Module 7: Putting it all together (large-scale raster products)

Introduction and goals

Now you know how to aquire a large dataset, set options with LAScatalog, understand how to deal with edge effects, and the utility of parallel processing. Next, we will put all these steps to work and generate raster products (digital elevation model, etc.) for a very large area! After completing this module, you will be able to:

Create a digital elevation model and stem map for a large area
Divide a lidar dataset into many chunks to process seperately
Deal with edge effects using the catalog_map function
Utilize parallel processing to speed up analyses with the future package
Combine all outputs into a single seamless product

Setup

We will start by retracing our steps. Load the lidR, landecoutils and terra packages. The landecoutils package must be loaded from GitHub. See the previous tutorial on how to do this (Module 6: Speed up your analyses: Parallel processing with LAScatalog). Create index files for your dataset if needed, and set chunk options. We will use a smaller area (500 m) so that our computer memory is not overwhelmed when we use parallel processing.

library(lidR)
library(terra)
# Path to your lidar directory
dir = "C:/JERC/ClassifiedPointCloud/"

# my lab and Jones Center staff can read directly from local copy of neon data
# dir = 'I:/neon/2023/lidar/ClassifiedPointCloud/'

# Make index files if needed.
# list of all the files that end ($) with .las or (|) .laz in that directory.
lazfiles = list.files(dir, pattern = '.las$|.laz$', full.names=TRUE)
library(rlas) # make sure you have this package
for(f in lazfiles) writelax(f)  #loop through and write index for each file
# Load the catalog object
ctg = readLAScatalog(dir) # may take a second.... 

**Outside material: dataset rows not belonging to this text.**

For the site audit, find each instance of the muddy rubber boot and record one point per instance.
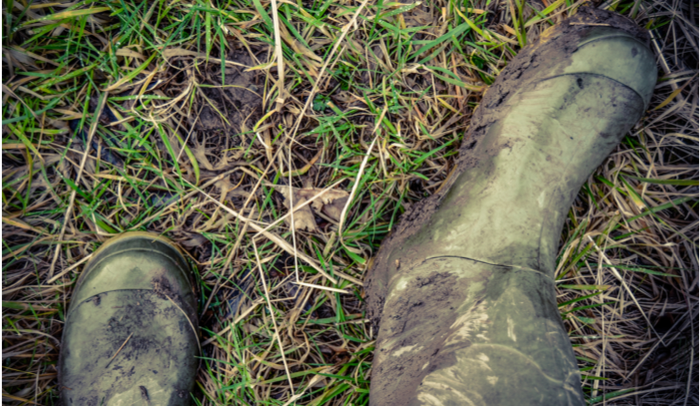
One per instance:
(130, 334)
(463, 289)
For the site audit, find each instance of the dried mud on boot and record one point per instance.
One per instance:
(563, 40)
(239, 101)
(524, 70)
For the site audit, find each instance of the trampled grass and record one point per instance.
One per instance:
(121, 116)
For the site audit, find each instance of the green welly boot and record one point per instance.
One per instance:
(130, 334)
(463, 289)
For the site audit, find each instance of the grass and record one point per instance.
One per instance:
(104, 107)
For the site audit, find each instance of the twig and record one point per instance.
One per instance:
(273, 237)
(71, 202)
(119, 350)
(274, 319)
(624, 284)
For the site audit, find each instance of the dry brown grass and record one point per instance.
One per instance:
(170, 165)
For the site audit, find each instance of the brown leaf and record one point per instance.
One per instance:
(330, 203)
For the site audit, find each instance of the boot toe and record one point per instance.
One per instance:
(135, 261)
(130, 336)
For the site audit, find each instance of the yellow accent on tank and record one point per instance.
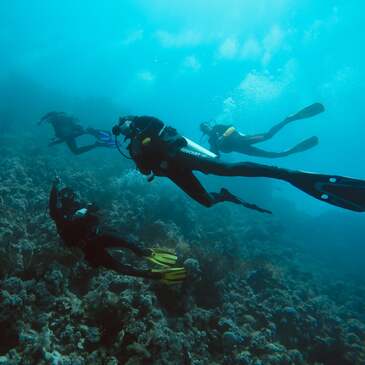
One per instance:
(229, 131)
(146, 141)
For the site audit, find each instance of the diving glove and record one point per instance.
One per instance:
(162, 257)
(170, 276)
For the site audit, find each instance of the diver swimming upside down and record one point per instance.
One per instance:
(160, 150)
(226, 139)
(67, 130)
(78, 225)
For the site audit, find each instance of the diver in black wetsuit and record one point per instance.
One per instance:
(226, 139)
(67, 130)
(159, 150)
(78, 226)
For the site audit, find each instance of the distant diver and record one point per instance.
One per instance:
(67, 130)
(226, 139)
(160, 150)
(78, 225)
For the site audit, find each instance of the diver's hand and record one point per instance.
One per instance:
(56, 181)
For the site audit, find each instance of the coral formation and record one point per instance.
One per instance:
(251, 297)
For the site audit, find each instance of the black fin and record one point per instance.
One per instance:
(343, 192)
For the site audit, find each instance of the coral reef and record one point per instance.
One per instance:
(253, 296)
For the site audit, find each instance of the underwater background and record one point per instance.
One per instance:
(281, 289)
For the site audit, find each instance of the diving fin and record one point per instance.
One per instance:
(308, 112)
(162, 257)
(343, 192)
(172, 275)
(305, 145)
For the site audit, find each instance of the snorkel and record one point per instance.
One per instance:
(124, 127)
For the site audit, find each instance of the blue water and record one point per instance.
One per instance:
(250, 63)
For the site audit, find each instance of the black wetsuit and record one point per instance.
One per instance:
(165, 155)
(160, 150)
(87, 234)
(67, 130)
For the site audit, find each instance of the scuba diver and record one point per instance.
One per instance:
(160, 150)
(78, 225)
(226, 139)
(67, 130)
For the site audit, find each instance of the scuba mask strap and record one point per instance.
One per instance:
(118, 148)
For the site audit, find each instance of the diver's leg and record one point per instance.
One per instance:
(112, 240)
(188, 182)
(262, 137)
(71, 143)
(250, 150)
(341, 191)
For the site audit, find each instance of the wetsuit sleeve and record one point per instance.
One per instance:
(214, 146)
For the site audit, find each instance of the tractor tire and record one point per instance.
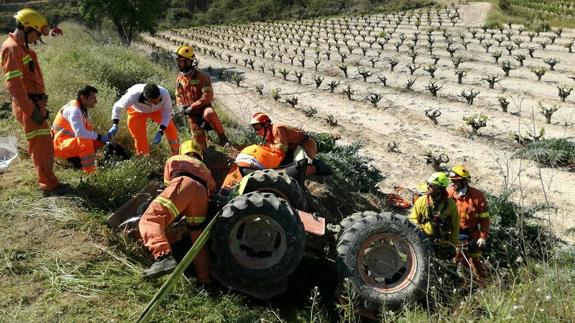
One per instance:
(258, 236)
(386, 258)
(281, 184)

# Set some of the chunk options before, Making them smaller (500 m) but with 
# a small buffer, and thin to a 0.5 m voxel. 
opt_chunk_size(ctg) = 500
opt_chunk_buffer(ctg) = 10 
opt_chunk_alignment(ctg) = c(0,0)
opt_filter(ctg) = '-thin_with_voxel 0.5'

# Take a look at how these chunks line up with the boundaries
# of the source data.
plot(ctg, chunk_pattern = TRUE)

Create a function to run on each chunk

Before attempting to create a digital elevation model for an entire scene, it can be useful to first recall from previous modules (Module 2: Creating raster products from point clouds) how we created a DEM for a single tile or chunk. We read in the data using readLAS, and we classified noise (with classify_noise) and removed it (with filter_poi). We identified the ground points with classify_ground, and finally, we generated the dem with rasterize_terrain.

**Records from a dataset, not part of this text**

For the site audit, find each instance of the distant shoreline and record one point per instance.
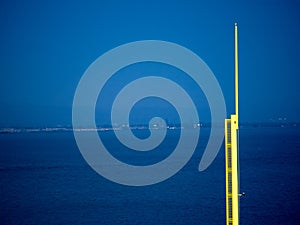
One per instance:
(104, 128)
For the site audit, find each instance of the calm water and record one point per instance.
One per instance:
(44, 180)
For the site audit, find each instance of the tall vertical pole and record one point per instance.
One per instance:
(236, 63)
(231, 152)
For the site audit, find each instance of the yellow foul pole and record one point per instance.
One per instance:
(231, 152)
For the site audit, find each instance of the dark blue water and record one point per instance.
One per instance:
(44, 180)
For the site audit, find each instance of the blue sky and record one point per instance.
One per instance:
(46, 46)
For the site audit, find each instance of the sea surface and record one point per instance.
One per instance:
(45, 180)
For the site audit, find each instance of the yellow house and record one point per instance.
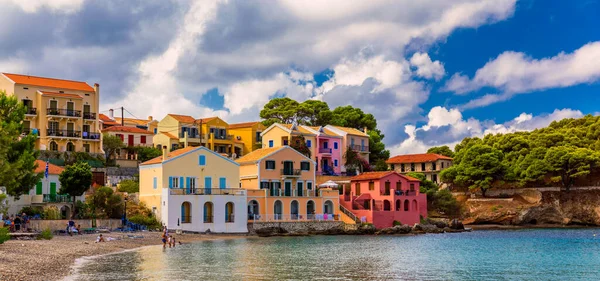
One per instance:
(63, 113)
(249, 134)
(281, 186)
(194, 189)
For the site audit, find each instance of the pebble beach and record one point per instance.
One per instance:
(53, 259)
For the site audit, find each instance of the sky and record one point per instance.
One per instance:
(432, 72)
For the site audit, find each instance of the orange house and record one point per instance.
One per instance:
(281, 186)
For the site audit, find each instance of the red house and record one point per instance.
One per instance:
(381, 198)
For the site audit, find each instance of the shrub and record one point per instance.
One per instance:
(46, 234)
(4, 234)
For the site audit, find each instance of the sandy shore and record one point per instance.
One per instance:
(53, 259)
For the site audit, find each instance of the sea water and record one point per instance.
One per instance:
(531, 254)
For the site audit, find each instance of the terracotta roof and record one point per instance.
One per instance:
(258, 154)
(242, 125)
(169, 135)
(171, 154)
(60, 95)
(49, 82)
(127, 130)
(183, 118)
(417, 158)
(52, 169)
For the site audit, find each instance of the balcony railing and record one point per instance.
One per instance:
(57, 198)
(89, 115)
(291, 172)
(63, 133)
(90, 136)
(64, 112)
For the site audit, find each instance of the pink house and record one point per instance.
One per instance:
(381, 198)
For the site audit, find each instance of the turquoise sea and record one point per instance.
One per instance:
(534, 254)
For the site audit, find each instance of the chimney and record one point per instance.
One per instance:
(164, 152)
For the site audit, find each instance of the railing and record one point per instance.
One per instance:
(89, 115)
(57, 198)
(292, 217)
(64, 112)
(90, 136)
(207, 191)
(63, 133)
(291, 172)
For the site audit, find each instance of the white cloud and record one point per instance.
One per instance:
(514, 73)
(427, 68)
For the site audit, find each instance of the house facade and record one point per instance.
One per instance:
(430, 164)
(45, 193)
(62, 113)
(194, 189)
(281, 186)
(381, 198)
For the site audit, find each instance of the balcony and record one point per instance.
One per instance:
(64, 112)
(63, 133)
(56, 198)
(89, 115)
(291, 172)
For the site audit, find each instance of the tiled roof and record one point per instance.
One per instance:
(242, 125)
(170, 155)
(417, 158)
(60, 95)
(127, 130)
(49, 82)
(169, 135)
(258, 154)
(183, 118)
(52, 169)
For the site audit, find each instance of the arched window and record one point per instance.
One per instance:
(253, 210)
(229, 212)
(208, 212)
(278, 210)
(294, 210)
(70, 147)
(387, 206)
(53, 146)
(328, 207)
(186, 210)
(310, 209)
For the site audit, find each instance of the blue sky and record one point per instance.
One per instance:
(432, 72)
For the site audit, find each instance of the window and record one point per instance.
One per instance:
(305, 166)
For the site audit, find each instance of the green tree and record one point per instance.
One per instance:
(17, 151)
(75, 180)
(110, 145)
(441, 150)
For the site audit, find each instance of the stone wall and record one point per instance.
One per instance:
(298, 227)
(39, 225)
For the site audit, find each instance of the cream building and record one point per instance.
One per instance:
(63, 113)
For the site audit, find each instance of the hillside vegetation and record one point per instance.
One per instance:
(565, 153)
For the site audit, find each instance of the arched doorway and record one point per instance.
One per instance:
(186, 210)
(310, 209)
(278, 210)
(229, 212)
(253, 210)
(208, 212)
(294, 210)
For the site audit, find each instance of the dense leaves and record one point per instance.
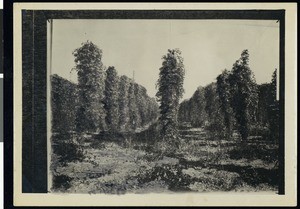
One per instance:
(170, 90)
(235, 103)
(111, 99)
(244, 94)
(91, 75)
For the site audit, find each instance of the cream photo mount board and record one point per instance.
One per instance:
(31, 171)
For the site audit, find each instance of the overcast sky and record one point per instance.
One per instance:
(208, 47)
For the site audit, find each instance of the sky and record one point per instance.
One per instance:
(208, 47)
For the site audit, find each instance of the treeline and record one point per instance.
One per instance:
(235, 102)
(102, 101)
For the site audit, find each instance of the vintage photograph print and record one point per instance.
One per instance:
(153, 103)
(142, 106)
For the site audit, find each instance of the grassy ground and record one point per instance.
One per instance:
(197, 165)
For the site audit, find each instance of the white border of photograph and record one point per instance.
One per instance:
(159, 199)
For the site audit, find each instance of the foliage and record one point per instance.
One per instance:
(273, 112)
(64, 104)
(244, 95)
(111, 104)
(134, 116)
(170, 90)
(223, 90)
(123, 103)
(91, 75)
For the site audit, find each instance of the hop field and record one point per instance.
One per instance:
(132, 166)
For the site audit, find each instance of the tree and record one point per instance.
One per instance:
(212, 108)
(123, 103)
(274, 108)
(244, 94)
(134, 117)
(223, 90)
(170, 90)
(91, 75)
(111, 99)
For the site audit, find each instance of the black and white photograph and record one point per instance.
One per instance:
(164, 106)
(161, 102)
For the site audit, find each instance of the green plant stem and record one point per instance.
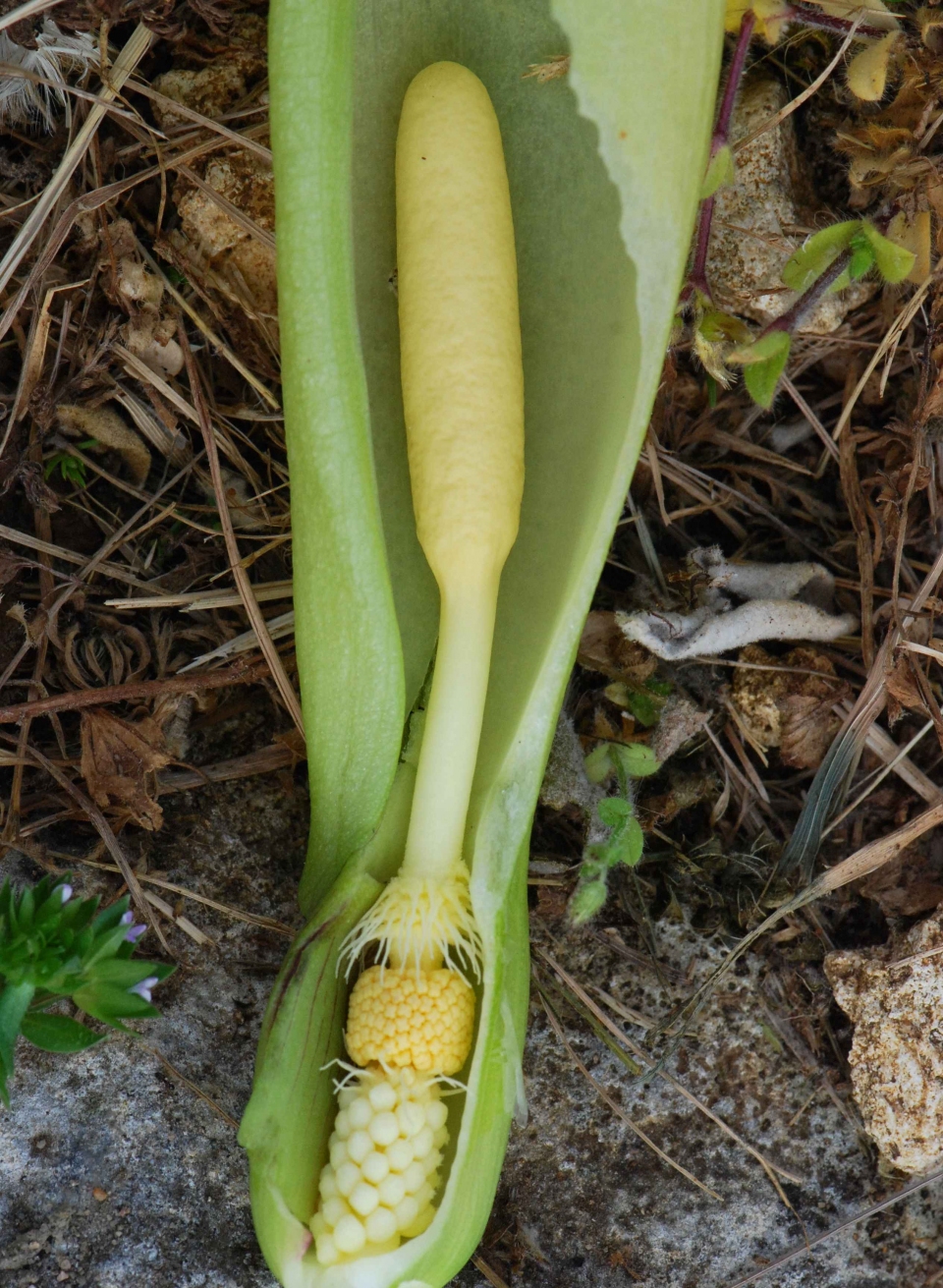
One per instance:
(350, 655)
(452, 727)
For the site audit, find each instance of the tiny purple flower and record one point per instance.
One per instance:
(143, 988)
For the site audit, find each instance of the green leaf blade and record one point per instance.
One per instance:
(58, 1034)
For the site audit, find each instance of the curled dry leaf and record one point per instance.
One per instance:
(897, 1052)
(789, 710)
(119, 760)
(237, 263)
(604, 648)
(903, 691)
(782, 601)
(223, 82)
(110, 430)
(765, 198)
(910, 884)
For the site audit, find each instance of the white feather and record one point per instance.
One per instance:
(24, 100)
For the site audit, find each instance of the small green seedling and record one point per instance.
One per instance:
(625, 843)
(828, 261)
(71, 469)
(53, 947)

# load the LAS object from a a filename
las = readLAS('NEON_D03_JERC_DP1_740000_3459000_classified_point_cloud.laz')

# Create a digital elevation model (dem)
las = classify_noise(las, ivf(res = 3, n = 10))
las = filter_poi(las, Classification != LASNOISE)
las = classify_ground(las, algorithm = csf()) #see `?csf` for more options
dem = rasterize_terrain(las, res=1, algorithm=tin())

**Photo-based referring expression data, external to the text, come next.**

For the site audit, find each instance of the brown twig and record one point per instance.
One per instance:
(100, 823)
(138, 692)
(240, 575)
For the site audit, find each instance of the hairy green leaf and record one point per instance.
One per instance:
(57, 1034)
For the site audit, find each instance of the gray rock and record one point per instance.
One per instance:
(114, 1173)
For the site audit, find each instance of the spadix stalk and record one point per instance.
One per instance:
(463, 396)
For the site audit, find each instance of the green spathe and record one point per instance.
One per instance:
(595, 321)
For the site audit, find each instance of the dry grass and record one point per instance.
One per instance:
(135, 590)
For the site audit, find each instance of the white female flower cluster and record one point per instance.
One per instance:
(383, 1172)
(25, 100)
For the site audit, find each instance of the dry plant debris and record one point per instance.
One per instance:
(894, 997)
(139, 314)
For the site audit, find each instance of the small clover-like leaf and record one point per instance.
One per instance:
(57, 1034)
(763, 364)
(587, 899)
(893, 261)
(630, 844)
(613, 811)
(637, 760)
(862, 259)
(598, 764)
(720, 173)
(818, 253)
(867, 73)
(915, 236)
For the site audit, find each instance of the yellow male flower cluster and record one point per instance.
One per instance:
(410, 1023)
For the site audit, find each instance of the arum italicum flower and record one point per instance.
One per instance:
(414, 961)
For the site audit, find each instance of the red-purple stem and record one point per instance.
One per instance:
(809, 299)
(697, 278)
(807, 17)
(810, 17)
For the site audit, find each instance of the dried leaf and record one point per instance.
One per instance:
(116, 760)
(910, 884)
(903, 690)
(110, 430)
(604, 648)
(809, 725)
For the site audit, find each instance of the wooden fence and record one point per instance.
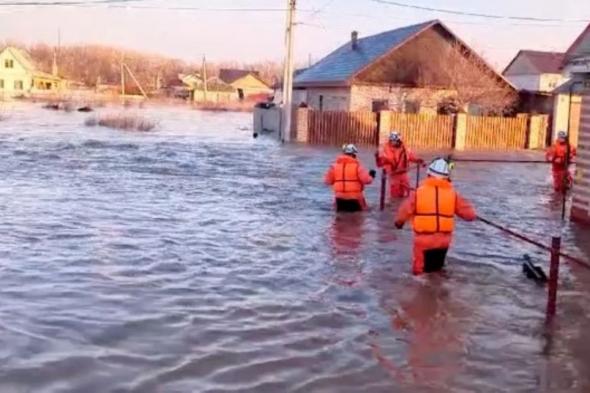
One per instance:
(336, 128)
(496, 133)
(424, 131)
(421, 131)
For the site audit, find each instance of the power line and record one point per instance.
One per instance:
(62, 3)
(476, 14)
(128, 4)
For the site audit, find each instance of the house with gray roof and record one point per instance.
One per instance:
(401, 70)
(19, 75)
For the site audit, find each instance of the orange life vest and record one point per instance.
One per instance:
(560, 152)
(347, 181)
(435, 207)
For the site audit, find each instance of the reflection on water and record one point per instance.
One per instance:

# Create a canopy surface model
csm = rasterize_canopy(las, algorithm = pitfree())

# Make a canopy height model by subtracting the csm from the dem
chm = csm - dem

# Combine all of these outputs into a 3-layered raster object
# The first half of each item in the list gives each layer a name in the rast object
combined_output = c(dem=dem, csm=csm, chm=chm)

# View and plot each one
par(mfrow = c(1,3), mar=c(1,1,3,2))
plot(combined_output$dem, main='digital elevation model')
plot(combined_output$csm, main='canopy surface model')
plot(combined_output$chm, main='canopy height model')

Raster products showing basic terrain and canopy heights from the lidR package

Now we will take these series of steps and convert them into a function. If you have not yet learned how to build custom functions, review this tutorial on creating functions in R. Note that in constructing this function, we merely repeat the same steps as above. We will need to create functions that can take as an argument a single las object and return whatever product we need such as a feature or raster object.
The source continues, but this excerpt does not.